Could you explain the show biz magic of putting on a show like Rent: Live? As much as your intention was visual transparency, a production like this requires locations for quick changes, paths for camera operators and more.

Some things were hiding in plain sight. There were pockets of scaffolding where there were lighting desks, where there was a stage manager station—and camera moves right by those things, they’re “in view” behind Christmas lights and suspended tarps and things. But the one thing that we did that was really beneficial was, there are mosh pits. Where those audience are standing is the floor of the studio, and every other playing space, except for one, is elevated about six feet in the air. So, what we created was like a subterranean area, where the fire aisles on the extreme ends of the rooms and the underneath became an area for quick changes, an area for fire exit, access to restrooms for audience members.
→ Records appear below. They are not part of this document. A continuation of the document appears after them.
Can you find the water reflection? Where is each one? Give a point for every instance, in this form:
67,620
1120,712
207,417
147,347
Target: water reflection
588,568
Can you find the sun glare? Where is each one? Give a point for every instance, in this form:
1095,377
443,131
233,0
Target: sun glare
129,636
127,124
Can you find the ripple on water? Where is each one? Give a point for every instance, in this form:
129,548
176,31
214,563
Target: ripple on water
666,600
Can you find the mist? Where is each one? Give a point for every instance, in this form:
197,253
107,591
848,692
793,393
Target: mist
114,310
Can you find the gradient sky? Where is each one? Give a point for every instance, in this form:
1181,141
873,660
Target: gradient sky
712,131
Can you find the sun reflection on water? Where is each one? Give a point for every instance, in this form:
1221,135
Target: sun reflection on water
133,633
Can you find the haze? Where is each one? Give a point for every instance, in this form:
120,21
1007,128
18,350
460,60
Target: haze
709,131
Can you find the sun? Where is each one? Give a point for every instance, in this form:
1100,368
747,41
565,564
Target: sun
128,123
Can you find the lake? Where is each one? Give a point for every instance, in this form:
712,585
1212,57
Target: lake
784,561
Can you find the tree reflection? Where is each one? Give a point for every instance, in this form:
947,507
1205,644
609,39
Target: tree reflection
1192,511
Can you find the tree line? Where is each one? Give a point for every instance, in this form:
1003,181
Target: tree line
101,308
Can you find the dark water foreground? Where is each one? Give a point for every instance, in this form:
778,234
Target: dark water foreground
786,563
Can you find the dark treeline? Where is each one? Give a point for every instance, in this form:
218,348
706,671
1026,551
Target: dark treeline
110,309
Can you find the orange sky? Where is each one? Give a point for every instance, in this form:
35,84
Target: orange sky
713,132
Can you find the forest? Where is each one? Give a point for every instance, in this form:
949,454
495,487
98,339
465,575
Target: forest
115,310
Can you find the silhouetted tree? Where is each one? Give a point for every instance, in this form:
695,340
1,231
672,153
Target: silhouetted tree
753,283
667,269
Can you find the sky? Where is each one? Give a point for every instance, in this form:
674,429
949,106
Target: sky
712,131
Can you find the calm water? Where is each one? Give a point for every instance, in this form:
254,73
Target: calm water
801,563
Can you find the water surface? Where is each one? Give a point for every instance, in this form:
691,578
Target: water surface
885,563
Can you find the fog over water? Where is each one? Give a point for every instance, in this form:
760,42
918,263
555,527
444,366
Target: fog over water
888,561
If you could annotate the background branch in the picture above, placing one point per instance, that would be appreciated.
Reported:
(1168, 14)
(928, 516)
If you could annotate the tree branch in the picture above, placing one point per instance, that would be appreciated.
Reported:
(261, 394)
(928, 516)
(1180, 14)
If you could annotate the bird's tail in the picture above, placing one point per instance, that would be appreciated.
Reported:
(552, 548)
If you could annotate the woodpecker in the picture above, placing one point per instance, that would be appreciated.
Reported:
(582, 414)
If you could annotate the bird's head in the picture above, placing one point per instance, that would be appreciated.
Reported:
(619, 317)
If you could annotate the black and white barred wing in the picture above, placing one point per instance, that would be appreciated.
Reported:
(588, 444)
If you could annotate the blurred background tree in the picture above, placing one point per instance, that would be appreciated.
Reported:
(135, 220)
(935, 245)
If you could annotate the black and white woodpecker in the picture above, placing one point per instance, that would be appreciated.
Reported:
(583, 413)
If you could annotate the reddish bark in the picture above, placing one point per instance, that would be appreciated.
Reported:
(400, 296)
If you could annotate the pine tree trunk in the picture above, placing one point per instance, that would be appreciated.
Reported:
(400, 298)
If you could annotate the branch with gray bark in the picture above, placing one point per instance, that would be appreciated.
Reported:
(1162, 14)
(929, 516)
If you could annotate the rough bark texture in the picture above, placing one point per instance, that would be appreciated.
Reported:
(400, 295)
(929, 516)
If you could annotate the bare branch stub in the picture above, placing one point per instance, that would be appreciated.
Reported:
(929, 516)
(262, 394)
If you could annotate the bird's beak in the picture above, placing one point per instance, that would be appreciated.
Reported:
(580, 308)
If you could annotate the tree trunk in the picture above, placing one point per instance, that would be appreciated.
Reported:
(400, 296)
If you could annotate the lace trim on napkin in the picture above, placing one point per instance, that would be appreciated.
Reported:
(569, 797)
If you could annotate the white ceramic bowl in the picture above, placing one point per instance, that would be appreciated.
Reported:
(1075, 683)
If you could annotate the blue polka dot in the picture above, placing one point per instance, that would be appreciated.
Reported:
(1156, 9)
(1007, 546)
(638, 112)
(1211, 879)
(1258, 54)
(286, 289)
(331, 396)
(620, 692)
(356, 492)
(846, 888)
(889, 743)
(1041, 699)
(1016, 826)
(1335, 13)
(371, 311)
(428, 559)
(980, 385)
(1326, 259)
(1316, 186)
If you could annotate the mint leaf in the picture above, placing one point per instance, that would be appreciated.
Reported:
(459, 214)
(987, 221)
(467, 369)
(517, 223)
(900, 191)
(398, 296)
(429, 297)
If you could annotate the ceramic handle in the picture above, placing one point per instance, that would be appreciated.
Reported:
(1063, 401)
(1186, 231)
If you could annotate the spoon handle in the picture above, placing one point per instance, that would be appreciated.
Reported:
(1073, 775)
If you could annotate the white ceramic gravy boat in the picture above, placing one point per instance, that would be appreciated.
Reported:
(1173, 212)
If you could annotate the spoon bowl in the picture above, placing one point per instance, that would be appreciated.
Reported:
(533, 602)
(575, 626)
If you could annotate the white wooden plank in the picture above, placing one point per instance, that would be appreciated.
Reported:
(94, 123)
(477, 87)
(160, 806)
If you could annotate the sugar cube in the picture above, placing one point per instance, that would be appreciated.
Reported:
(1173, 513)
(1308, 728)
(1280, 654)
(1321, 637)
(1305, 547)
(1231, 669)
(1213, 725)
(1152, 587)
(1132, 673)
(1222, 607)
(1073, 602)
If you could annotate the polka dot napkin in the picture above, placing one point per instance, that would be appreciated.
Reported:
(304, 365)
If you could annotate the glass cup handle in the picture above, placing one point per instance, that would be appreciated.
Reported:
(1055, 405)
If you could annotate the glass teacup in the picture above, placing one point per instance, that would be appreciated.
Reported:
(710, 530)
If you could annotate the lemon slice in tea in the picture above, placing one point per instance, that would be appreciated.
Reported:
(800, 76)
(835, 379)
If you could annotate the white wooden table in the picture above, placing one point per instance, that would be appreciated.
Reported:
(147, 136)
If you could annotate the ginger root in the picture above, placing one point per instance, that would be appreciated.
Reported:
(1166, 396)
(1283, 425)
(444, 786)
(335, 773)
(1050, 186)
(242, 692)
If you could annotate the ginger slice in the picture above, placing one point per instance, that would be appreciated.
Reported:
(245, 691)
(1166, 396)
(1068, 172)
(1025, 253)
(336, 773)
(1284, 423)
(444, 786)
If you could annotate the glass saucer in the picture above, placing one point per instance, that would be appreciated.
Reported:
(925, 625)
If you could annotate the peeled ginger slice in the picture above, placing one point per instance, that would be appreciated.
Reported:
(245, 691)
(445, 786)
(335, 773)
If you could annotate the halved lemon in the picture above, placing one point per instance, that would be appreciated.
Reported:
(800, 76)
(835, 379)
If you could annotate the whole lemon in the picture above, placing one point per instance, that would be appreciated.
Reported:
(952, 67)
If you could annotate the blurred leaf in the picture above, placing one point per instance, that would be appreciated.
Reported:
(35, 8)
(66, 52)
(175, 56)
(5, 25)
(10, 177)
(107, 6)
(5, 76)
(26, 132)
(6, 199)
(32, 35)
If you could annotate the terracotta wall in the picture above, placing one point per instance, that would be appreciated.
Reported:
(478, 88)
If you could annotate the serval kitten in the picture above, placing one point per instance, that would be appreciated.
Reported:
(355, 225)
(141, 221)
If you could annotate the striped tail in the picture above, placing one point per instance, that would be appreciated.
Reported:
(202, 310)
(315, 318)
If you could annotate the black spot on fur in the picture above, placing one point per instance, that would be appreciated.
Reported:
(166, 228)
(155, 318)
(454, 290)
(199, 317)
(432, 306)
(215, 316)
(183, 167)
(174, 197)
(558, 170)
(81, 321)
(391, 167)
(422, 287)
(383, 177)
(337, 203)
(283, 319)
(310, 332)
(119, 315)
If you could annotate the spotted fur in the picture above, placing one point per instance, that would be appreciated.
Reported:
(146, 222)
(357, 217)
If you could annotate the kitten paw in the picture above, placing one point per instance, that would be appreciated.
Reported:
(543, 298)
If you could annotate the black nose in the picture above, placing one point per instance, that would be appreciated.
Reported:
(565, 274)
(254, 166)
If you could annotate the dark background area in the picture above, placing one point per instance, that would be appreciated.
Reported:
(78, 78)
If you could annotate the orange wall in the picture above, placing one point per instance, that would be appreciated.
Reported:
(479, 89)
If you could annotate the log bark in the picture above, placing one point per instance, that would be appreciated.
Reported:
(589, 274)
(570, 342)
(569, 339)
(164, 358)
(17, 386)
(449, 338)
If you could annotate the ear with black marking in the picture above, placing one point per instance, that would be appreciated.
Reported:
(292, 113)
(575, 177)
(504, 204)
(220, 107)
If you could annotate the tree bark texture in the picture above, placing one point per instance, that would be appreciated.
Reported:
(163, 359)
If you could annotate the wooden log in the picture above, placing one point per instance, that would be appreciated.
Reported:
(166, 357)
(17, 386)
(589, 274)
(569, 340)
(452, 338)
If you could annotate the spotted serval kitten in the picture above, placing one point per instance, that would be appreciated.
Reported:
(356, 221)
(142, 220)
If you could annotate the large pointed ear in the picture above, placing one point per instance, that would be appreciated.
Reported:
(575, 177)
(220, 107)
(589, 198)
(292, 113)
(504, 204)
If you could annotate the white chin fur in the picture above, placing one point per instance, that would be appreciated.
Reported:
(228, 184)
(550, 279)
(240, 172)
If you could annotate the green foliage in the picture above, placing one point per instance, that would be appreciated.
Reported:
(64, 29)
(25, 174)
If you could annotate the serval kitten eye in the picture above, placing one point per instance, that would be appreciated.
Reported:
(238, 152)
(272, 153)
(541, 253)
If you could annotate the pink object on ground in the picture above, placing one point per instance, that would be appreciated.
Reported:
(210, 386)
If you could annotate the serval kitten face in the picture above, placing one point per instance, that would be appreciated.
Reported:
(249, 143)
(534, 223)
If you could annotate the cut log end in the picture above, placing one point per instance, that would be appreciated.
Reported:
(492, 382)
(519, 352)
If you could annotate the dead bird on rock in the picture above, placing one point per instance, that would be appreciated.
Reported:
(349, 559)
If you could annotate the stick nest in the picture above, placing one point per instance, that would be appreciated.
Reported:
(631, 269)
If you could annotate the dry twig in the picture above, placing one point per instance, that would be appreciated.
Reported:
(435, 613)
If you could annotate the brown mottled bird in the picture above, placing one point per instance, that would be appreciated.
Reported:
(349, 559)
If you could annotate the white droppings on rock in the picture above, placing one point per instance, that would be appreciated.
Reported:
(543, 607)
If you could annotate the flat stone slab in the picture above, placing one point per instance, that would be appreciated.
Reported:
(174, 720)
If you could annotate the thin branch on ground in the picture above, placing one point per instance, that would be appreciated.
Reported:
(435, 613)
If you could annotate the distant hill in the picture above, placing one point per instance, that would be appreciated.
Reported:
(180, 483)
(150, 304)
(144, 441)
That’s how the audience got into the space; they actually climbed up onto the set.

So, the floor, as it was perceived on television, was actually six feet higher. The [real] floor was where the standing folks in the mosh pits were, so we were able to create that kind of opportunity.

Then, we had to create little hidden entrances for guys on Steadicam. We would have a Steadicam operator moving down East 4th Street, and then we wanted to pick up with a different camera operator, so one would duck behind a column with three trash cans, and the other would come out from behind there, and then he would go around the side of a “Post No Bills” sign.

We created small, carefully choreographed pockets of space where we could just duck a person out for a second. But really, people were dancing and dodging and tangoing with each other the whole time. It was pretty elaborate. When you look at a ground plan of the space, there’s no actual masked-off corner of the room at all. It’s all just hidden nooks and crannies, where people were able to dive in and hide.

One of your production’s leads, Brennin Hunt, broke his foot in rehearsal. But as they say, the show must go on. Subsequently, the majority of the broadcast hinged on footage from a dress rehearsal, with only the final moments of the show recorded live. What was it like to go through this moment with the show, and come out the other end so well?

Well, it was an interesting experience because when a television show that is live airs, it airs at 8:00 on the East Coast, and then it airs on a delay on the West Coast, right? We did our dress rehearsal on Saturday night and it was taped. We did that show as a live show [with] a live audience, and that’s the majority of what people saw on television. So, I always tell people that we basically just showed you an 18-hour delayed live show, because we made no stops. We allotted for the regular amount of commercial breaks. We had the audience, we moved them around; they cheered and clapped. So, it was interesting.

When that dress rehearsal went down, I turned to Sonya Tayeh, our choregrapher, who’s an incredible talent and a dear friend, and said, “Gosh. If that were the show, I’d be happy as a clam.” Because it just went so well, and we were so proud of it. So, when Brennin hurt himself, and our producing team was put in the position of having to make those decisions, I was really proud of it. I was proud of the way that they honored his performance, and I was proud of the way that we, as a team, supported the thing that we’d made. And I was proud that millions of people were going to watch this musical about a group of queer people and non-white people, who were artists and living in a community and living in a world fraught with the crisis of AIDS.

I don’t know…I think people maybe thought it was more of a damper than it really was. What we put on TV was something I was really, really proud of.